Realizado o folhetim em Fevereiro, o realizador promete voltar em 2005 para filmar de novo a família e saber se a sua situação melhorou ou piorou. A "telenovela de realidade" foi montada em episódios centrados em personagens. Primeiro Abbas, o que tem mais dúvidas sobre a nova situação. Ele e os outros falam sobre as vantagens e desvantagens da liberdade, quando a situação securitária não está garantida. Tendo perdido o emprego e sem receber qualquer pensão, Abbas faz entregas erráticas de electrodomésticos pela cidade, vendo os outros melhorar a vida e saudar para a câmara de Goupil o fim da tirania.

O segundo episódio centra-se em Yasmine, a mulher, centro do quotidiano. Se Abbas nos levou às ruas, ela leva-nos a outras famílias. Narmine, a sua irmã, esperou durante dez anos o regresso do marido desaparecido; só em 2003 soube que ele tinha sido assassinado há oito anos na prisão pelo regime de Saddam; nunca lhe disseram. A outra irmã, Nahla, que não usa véu e pinta o cabelo de louro, é casada com o jornalista Hilmi, centro do terceiro episódio.

Num certo momento, ouve-se a voz de um homem dizer, quando o cineasta lhe perguntou em inglês se ele gostava de Saddam, que sim. Não é que gostasse, pelo contrário, apenas se irrita por dizer mal de um iraquiano, mesmo sendo Saddam, a um estrangeiro. Esta voz que se ouve enquanto o carro circula numa estrada de Bagdad sobrepõe representações e indica como é difícil o acesso à "realidade": o homem representou para o cineasta quando a câmara não estava ligada, voltou a representar para ele, sem saber, enquanto falava em iraquiano, dizendo o contrário sobre Saddam; e o cineasta representa a cena para nós na linguagem do cinema, a linguagem artística que, dizem tantos, é a que mais se aproxima da "verdade". Cada espectador acrescenta depois a sua interpretação ao que vê.

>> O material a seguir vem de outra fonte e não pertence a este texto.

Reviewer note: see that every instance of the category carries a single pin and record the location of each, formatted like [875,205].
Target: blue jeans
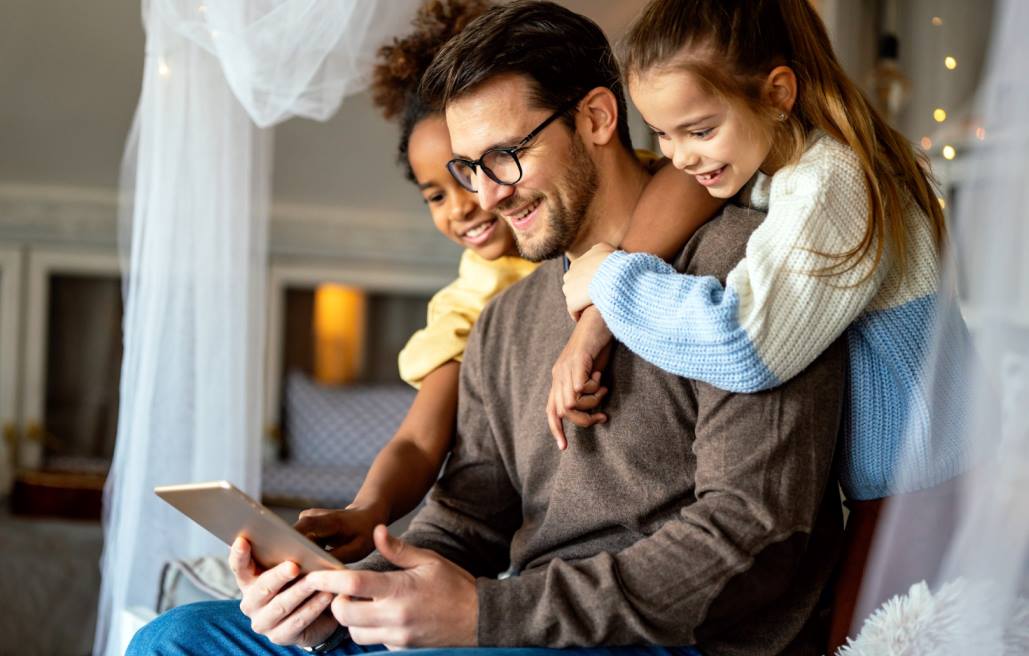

O último episódio mostra a reunião de família e o casamento de uma sobrinha, vestindo os noivos como os ocidentais e cantando e dançando todos um pop iraquiano parecido com todos os outros. O casamento serve ao cineasta para nos fazer regressar à casa de Abbas, onde, ao raiar a madrugada, quando as crianças ainda dormem, o casal aproveita para conversar. Introduzindo uma volta na narrativa, o realizador deixou para o final do folhetim esse momento matinal em que Abbas diz à mulher que vai deixar o seu trabalho actual. Terá sido por ter visto a prosperidade dos outros no casamento? A novela termina com Abbas saindo e fechando a porta de casa.